Many private UK banks, international banks, and building societies may be found in the

United Kingdom. With its head office in London, the Bank of England serves as the country's

central bank. Several large banks compete for supremacy in the industry, which is controlled by

them. UK banking has grown significantly, with over 344 banks and 52 building societies

presently in operation. Internet banking is used by two-thirds of British people, while mobile

banking is used by four out of ten, both of which have witnessed steady growth in recent years

(Nyasha & Odhiambo, 2013). Physical banking, on the other hand, is still quite popular in the

United Kingdom, where there are about 20,000 locations.
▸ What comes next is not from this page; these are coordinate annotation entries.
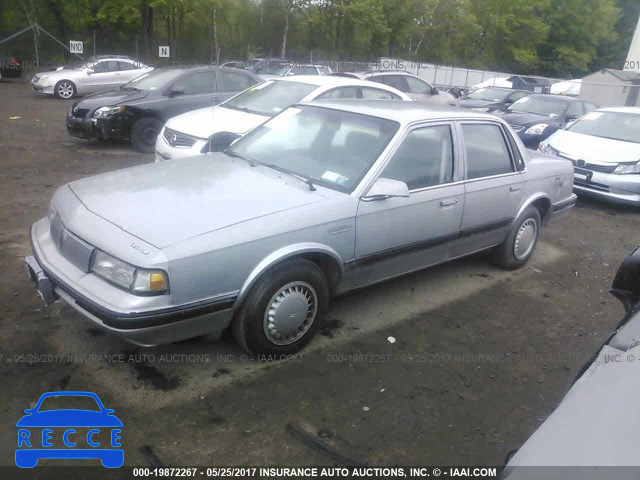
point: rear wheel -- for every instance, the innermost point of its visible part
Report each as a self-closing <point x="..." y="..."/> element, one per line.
<point x="283" y="310"/>
<point x="64" y="89"/>
<point x="144" y="134"/>
<point x="518" y="247"/>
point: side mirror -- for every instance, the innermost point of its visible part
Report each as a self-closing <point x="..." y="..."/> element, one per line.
<point x="174" y="92"/>
<point x="387" y="188"/>
<point x="220" y="141"/>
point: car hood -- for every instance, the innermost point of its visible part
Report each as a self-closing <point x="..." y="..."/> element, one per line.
<point x="594" y="149"/>
<point x="204" y="122"/>
<point x="476" y="103"/>
<point x="111" y="97"/>
<point x="69" y="418"/>
<point x="166" y="203"/>
<point x="530" y="119"/>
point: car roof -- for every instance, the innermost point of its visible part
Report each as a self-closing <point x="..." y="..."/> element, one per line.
<point x="635" y="110"/>
<point x="401" y="112"/>
<point x="553" y="96"/>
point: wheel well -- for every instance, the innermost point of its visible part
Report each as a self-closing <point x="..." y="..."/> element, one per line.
<point x="327" y="264"/>
<point x="544" y="207"/>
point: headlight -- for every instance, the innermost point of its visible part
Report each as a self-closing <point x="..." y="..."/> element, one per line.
<point x="138" y="280"/>
<point x="104" y="112"/>
<point x="548" y="149"/>
<point x="627" y="168"/>
<point x="536" y="129"/>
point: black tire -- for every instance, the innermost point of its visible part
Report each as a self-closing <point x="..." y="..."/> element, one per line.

The Bank of England has served as the

country's central bank since 1946, when the government acquired ownership of the institution.

UK banking is regulated by the Financial Conduct Authority.

Even though the United Kingdom has been a member of the European Union since the

early 1970s, the country chose not to adopt the Euro single-market currency. Instead, the British

Pound Sterling remained the country's official currency (GBP). As of June 2019, the GBP is

trading at 0.89 to the Euro (EUR) and 0.79 to the US dollar (USD). Currency in the United

Kingdom consists of the pound (£) and the pence. Only one pound and two-pound coins are in

use at any given time (Nyasha & Odhiambo, 2013). The most often used bills are the five-pound,

ten-pound, twenty-pound, and fifty-pound bills. The £5 and £10 notes are now composed of

polymer, which is more durable and difficult to forge due to recent modifications in the currency.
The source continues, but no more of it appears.